Monday, October 21, 2013

Large filesystem on CentOS-6

I had the pleasure of testing out a new server which came with 10 x 4Tb drives. Configured on and HP Smart Array P420 in RAID 50 that gave me a 32Tb drive to use.

I installed CentOS-6 but the installer would not allow me to use the full amount of space. It turns out the maximum ext4 filesystem on CentOS-6 is 16Tb. This is the limit of 32bit block addressing and 4k blocks. (232 * 4k = 232 * 212= 244=240 * 24 = 16T)

That did not make for a very exciting test. Only half the disk available was available in a single filesystem. Sure I could create two logical volumes and then create two filesystems but that seemed a bit like a DOS solution.

Some research turned up the options of using ext4 48bit block addressing. This enables a filesysem up to 1Eb in size and allows for future 64bit addressing for an even larger limit.

The catch was of course that 48bit addressing is not supported by the tools which come with CentOS-6.

Fedora 20 (rawhide) does come with the required updates to e2fsprogs (e2fsprogs-1.42.8-3) which enable 48bit addressing (somehow future-proofed by being called 64bit addressing).  I then set out to rebuild the fedora 20 rpm for CentOS-6. Amazingly the compile was clean though I did have to disable some tests which is a tad alarming. All in all it did not take long to produce a set of replacement rpms for e2fsprogs.

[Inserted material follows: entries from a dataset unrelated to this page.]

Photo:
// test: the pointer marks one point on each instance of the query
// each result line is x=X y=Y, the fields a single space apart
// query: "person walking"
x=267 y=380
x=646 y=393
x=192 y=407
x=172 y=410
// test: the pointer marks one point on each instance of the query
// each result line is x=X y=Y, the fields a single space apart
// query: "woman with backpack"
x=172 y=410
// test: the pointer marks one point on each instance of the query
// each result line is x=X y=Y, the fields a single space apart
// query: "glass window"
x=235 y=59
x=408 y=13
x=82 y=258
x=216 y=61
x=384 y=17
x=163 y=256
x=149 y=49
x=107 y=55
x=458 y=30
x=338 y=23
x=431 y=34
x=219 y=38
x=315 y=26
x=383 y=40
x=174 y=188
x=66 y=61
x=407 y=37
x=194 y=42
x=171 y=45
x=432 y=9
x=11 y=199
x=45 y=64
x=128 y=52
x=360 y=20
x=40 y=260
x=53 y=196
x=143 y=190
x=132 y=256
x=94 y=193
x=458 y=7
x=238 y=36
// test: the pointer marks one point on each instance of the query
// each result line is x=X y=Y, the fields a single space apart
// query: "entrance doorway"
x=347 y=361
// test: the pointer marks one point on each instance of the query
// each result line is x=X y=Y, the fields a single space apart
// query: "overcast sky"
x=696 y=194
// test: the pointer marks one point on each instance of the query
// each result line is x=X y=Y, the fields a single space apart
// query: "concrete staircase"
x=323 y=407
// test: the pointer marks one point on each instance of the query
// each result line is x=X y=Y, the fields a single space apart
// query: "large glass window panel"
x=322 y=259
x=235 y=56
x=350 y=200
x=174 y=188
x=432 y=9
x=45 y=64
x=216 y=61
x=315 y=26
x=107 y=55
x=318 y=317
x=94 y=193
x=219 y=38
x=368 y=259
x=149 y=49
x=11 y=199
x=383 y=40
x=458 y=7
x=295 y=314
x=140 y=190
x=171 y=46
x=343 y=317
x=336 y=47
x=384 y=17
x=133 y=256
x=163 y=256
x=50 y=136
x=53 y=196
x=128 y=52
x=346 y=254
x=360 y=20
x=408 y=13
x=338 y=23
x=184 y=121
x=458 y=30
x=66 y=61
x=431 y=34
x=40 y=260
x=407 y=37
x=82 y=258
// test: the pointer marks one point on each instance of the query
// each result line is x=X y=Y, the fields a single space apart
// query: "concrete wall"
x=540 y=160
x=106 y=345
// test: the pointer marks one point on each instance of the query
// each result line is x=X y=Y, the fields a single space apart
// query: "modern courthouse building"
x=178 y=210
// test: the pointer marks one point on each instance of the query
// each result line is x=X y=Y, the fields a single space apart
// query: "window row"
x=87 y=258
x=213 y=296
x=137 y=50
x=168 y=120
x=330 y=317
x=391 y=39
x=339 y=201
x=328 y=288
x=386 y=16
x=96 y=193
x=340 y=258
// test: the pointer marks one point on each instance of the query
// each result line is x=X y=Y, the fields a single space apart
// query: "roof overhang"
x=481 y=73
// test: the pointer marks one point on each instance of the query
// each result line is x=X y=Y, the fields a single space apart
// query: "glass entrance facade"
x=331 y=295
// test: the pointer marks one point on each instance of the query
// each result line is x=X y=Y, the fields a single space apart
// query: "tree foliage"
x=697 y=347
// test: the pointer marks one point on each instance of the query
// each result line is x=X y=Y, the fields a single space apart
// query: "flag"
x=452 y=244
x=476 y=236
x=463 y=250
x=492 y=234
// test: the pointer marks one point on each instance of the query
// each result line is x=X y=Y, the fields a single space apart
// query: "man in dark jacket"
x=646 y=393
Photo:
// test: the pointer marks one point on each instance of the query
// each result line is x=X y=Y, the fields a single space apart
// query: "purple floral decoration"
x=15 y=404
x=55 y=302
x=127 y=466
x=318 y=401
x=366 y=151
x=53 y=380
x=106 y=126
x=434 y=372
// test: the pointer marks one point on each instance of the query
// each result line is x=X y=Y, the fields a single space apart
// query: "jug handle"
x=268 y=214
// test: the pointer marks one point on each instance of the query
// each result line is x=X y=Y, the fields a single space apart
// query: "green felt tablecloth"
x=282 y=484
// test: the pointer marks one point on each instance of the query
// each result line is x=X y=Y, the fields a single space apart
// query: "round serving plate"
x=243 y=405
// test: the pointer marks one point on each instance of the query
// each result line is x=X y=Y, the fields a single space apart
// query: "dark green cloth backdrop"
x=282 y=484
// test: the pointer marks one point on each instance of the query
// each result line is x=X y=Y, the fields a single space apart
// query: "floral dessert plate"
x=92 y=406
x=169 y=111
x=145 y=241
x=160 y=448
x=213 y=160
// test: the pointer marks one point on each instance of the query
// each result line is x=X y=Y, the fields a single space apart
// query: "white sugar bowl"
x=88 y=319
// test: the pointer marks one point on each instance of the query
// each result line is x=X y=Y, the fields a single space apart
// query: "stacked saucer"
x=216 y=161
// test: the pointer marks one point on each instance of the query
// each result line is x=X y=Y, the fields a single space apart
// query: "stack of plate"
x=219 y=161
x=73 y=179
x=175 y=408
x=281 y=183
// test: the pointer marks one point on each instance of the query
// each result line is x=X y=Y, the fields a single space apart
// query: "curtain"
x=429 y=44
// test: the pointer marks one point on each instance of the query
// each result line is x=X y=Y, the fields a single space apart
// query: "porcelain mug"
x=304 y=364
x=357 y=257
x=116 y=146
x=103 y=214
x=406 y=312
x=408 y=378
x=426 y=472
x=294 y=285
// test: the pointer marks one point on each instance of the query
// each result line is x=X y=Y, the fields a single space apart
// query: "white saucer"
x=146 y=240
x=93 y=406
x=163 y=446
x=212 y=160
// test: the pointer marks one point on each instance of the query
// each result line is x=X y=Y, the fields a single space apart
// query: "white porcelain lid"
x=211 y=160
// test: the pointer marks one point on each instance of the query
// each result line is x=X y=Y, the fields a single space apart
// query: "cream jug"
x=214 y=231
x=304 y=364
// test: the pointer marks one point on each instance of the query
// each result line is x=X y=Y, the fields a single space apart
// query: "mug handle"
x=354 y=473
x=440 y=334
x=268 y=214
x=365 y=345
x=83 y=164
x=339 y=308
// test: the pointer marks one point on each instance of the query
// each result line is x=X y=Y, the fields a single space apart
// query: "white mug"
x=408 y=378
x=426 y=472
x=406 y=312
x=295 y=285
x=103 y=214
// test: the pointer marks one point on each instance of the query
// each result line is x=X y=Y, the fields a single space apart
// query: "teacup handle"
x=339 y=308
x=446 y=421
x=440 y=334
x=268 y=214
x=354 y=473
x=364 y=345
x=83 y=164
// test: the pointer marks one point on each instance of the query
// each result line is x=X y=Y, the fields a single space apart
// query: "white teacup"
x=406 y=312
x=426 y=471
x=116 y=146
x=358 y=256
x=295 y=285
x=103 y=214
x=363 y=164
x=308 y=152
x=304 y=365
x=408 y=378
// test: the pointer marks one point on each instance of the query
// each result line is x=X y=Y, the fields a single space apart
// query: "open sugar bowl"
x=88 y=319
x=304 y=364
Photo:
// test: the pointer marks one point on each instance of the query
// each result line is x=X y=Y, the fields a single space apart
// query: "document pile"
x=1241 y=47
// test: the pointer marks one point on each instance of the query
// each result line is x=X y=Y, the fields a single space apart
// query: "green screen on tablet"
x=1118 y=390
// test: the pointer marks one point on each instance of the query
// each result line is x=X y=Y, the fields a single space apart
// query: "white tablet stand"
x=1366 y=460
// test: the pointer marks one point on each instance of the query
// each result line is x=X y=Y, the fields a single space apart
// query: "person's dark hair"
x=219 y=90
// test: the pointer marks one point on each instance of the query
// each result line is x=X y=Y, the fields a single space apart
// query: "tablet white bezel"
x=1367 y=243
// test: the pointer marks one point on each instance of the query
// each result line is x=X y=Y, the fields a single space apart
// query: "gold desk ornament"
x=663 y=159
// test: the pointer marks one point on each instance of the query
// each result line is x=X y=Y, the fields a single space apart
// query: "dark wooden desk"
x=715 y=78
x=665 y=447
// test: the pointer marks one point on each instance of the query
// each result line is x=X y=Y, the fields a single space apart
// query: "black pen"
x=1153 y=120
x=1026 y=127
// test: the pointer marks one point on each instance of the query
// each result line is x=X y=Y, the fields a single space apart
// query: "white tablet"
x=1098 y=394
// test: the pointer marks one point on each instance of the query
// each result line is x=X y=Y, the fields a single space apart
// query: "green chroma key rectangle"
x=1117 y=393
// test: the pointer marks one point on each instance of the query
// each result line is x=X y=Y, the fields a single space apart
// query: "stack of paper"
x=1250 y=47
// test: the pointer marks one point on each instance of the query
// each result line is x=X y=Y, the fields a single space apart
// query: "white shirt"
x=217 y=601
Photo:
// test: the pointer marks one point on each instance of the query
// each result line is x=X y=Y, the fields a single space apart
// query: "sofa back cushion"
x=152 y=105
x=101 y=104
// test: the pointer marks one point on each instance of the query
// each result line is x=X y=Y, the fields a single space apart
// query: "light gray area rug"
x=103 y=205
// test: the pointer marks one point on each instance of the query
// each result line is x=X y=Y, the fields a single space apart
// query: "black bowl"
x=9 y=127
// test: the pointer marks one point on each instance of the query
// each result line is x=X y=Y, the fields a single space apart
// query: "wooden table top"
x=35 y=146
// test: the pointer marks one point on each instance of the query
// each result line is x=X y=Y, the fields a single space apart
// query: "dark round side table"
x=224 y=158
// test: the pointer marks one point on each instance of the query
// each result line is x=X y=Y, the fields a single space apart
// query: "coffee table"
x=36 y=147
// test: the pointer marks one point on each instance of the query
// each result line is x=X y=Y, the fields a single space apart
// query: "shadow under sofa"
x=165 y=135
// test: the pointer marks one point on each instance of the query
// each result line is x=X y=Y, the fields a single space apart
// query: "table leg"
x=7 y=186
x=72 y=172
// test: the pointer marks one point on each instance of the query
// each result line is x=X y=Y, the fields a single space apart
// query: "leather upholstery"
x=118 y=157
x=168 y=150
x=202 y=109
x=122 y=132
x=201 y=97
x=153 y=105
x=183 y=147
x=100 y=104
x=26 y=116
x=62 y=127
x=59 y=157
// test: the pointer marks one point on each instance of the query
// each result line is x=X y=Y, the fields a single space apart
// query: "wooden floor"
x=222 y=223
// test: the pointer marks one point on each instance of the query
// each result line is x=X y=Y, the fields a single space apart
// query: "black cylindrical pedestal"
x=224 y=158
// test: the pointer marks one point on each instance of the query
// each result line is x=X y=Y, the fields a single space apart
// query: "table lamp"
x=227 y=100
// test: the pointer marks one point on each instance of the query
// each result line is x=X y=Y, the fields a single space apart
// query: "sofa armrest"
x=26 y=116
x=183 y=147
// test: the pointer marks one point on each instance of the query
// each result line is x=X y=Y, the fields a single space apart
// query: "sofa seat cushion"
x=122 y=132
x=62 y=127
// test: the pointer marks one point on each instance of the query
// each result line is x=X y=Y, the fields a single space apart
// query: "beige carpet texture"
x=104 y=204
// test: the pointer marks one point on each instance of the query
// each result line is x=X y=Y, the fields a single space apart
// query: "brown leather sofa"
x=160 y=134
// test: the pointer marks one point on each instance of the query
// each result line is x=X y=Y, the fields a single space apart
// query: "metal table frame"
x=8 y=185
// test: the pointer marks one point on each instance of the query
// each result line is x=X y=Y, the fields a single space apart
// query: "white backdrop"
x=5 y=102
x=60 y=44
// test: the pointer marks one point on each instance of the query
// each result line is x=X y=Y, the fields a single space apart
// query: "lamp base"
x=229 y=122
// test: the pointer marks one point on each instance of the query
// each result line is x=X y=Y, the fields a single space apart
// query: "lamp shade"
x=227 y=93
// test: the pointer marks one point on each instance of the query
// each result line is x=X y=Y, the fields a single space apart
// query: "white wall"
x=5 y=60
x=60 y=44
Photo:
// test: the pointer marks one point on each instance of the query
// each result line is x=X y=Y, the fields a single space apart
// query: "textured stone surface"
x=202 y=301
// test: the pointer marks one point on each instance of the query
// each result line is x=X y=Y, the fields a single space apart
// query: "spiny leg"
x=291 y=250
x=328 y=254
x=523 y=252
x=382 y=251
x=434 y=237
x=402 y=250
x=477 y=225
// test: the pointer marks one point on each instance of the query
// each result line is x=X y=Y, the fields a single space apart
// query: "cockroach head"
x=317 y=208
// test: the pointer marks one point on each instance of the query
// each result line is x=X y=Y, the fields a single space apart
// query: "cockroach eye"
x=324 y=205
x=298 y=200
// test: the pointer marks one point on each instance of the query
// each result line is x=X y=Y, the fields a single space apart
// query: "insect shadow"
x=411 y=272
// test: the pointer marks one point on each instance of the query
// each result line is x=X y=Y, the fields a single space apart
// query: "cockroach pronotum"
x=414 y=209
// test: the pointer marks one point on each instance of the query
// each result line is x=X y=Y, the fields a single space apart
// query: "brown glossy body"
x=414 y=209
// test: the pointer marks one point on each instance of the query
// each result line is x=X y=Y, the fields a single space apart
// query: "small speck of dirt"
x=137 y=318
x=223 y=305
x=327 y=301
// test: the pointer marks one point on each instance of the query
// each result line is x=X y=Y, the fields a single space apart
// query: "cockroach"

After installing the new tools I was able to create a new filesystem larger than 16Tb. I started at 17Tb to give me room to play. It seems that the CentOS-6 kernel does already have support for 48bit addressing. I ran a number of workloads and I could not find any problems. Still, I don't know what bugs may be lurking in there.

dumpe2fs shows the new filesystem feature '64bit'.

I also attempted to do an offline resize of the filesystem to the maximum size of my disk. This just worked as expected. Online resize is not available until a much later kernel version. I did not attempt this because there are know bugs.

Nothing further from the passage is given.